Compare with $ax^{2}+bx+c=0$ where  $a\neq 0$

$a=1,b=-(2\sqrt{2}+2),c=0\\b^{2}-4ac =(-(2\sqrt{2}+2))^{2}-4(1)(0)\\ =(2\sqrt{2}+2)^{2}-0$

$=(2\sqrt{2})^{2}+(2)^{2}+2(2\sqrt{2})(2)$                            $\left (using (a+b)^{2}=(a)^{2}+(b)^{2}+2ab \right )$

$=8+4+8\sqrt{2}\\ =12+8\sqrt{2}\\$

$b^{2}-4ac>0$

Here  $b^{2}-4ac>0$

Hence the equation has two distinct real roots.

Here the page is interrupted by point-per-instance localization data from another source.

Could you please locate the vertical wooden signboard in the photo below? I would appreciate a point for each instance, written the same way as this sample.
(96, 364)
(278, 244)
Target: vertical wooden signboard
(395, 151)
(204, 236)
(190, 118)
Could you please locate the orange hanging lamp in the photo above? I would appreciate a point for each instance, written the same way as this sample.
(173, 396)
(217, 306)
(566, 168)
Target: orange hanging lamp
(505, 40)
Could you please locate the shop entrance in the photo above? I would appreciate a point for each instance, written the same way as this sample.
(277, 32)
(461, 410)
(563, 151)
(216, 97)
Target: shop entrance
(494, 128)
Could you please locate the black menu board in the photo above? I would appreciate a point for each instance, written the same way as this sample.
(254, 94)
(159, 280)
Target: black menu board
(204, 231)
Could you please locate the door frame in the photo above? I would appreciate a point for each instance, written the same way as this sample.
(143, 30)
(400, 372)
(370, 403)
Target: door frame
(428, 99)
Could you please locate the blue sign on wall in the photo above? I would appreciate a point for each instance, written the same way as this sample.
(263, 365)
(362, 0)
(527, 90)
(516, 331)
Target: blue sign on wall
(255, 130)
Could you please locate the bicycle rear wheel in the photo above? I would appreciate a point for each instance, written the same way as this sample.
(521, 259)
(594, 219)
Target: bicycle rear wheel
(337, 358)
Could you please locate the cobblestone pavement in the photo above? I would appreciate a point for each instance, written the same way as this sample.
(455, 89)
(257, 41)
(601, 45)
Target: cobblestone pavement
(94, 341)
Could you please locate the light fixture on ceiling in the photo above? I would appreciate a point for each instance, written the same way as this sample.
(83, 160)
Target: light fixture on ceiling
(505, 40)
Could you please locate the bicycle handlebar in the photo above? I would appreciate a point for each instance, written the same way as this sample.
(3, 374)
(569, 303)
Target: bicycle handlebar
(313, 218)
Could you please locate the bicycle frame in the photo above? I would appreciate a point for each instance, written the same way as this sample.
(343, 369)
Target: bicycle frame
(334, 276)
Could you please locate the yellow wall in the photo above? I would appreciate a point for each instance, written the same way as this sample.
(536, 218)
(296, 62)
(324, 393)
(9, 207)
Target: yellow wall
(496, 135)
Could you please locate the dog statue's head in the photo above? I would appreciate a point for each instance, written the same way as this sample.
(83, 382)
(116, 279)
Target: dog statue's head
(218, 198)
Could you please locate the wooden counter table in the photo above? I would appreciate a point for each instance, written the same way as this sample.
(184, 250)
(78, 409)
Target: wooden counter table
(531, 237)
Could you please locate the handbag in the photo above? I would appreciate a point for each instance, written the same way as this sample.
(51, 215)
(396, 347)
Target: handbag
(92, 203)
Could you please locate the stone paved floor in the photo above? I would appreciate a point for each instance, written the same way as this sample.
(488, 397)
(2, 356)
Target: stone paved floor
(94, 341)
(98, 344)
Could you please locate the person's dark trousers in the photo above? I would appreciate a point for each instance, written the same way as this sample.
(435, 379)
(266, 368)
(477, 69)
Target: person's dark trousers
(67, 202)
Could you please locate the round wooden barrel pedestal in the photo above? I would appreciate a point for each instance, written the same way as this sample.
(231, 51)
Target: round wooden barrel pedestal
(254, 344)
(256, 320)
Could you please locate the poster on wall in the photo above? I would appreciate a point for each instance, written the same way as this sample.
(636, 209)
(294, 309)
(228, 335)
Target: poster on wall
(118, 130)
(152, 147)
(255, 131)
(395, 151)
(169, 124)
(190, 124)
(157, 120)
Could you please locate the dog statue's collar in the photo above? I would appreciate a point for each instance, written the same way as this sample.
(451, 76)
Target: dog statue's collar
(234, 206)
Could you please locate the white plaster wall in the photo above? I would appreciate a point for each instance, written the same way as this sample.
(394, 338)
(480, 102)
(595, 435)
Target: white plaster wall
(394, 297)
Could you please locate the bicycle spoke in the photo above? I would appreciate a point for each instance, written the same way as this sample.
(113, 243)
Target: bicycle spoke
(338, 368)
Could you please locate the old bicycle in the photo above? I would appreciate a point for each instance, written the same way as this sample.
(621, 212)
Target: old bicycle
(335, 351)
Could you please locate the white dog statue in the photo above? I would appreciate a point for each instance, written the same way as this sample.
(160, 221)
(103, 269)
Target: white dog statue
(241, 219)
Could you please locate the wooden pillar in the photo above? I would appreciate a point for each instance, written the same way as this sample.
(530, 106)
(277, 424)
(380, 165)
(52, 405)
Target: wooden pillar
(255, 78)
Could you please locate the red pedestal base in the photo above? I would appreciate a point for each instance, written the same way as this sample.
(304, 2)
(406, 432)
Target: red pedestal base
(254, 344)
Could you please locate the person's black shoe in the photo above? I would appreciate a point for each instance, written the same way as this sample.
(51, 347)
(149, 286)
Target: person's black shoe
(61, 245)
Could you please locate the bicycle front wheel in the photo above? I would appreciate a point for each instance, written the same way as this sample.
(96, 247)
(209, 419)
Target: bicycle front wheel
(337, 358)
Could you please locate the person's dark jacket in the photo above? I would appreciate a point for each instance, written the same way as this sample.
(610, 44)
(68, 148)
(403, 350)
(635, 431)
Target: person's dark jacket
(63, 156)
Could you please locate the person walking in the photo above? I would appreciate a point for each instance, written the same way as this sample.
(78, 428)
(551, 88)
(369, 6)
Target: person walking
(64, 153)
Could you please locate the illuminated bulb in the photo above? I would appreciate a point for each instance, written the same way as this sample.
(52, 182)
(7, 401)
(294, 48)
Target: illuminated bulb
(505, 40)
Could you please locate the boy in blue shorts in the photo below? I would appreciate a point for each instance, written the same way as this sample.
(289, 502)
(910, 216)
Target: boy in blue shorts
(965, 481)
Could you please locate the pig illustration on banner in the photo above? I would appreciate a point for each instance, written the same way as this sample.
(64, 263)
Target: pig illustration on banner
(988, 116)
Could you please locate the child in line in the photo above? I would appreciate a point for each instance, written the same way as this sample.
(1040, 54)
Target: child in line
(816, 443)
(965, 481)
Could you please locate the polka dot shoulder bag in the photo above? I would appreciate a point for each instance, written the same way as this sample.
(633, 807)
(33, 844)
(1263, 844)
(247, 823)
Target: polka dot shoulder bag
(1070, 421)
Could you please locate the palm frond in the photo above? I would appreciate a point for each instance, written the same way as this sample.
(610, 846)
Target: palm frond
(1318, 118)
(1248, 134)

(vii)    Quadratic equation : A quadratic equation in x is an equation that can be written in the standard form $ax^{2}+bx+c=0$           Where a, b and c are real numbers with $a\neq 0$

The given equation is $\sqrt{2}x^{2}-\frac{3}{\sqrt{2}}x+\frac{1}{2}=0$

Here $a=\sqrt{2},b=\frac{3}{\sqrt{2}},c=\frac{1}{2}$
$b^{2}-4ac =\left (- \frac{3}{\sqrt{2}} \right )^{2}-4(\sqrt{2})\left (\frac{1}{2} \right )\\ =\frac{9}{2}-2\sqrt{2}\\=4.5-3.8=1.7\\ b^{2}-4ac>0$

Here  $b^{2}-4ac>0$

Hence the equation has distinct real roots.

(viii) Quadratic equation : A quadratic equation in x is an equation that can be written in the standard form $ax^{2}+bx+c=0$           Where a, b and c are real numbers with $a\neq 0$

The given equation is $x(1-x)-2=0$

$x-(x)^{2}-2=0\\ -x^{2}+x-2=0$

compare with $ax^{2}+bx+c=0$ where $a\neq 0$

$a=-1,b=1,c=-2\\ b^{2}-4ac=(1)^{2}-4(-1)(-2)\\1-8=-7\\ b^{2}-4ac<0$

Here  $b^{2}-4ac<0$

Hence the equation has no real roots.

(ix) Quadratic equation : A quadratic equation in x is an equation that can be written in the standard form $ax^{2}+bx+c=0$           Where a, b and c are real numbers with $a\neq 0$

The given equation is $(x-1)(x+2)+2=0$

$x(x+2)-1(x+2)+2=0\\ x^{2}+2x-x-2+2=0\\ x^{2}+x=0\\$

$a=1,b=1,c=0\\b^{2}-4ac =(1)^{2}-4(1)(0)\\ =1$

$b^{2}-4ac>0$

Here  $b^{2}-4ac>0$

Hence the equation has two distinct real roots.

(x) Quadratic equation : A quadratic equation in x is an equation that can be written in the standard form $ax^{2}+bx+c=0$           Where a, b and c are real numbers with $a\neq 0$

The given equation is $(x+1)(x-2)+x=0$

$x(x-2)+1(x-2)+x=0\\ x^{2}-2x+x-2+x=0\\ x^{2}-2x+2x-2=0\\x^{2}-2=0$

Compare with $ax^{2}+bx+c=0$ where $a\neq 0$

$a=1,b=0,c=-2\\b^{2}-4ac =(0)^{2}-4(1)(-2)\\ =8$

$b^{2}-4ac>0$

Here  $b^{2}-4ac>0$

Hence the equation has two distinct real roots.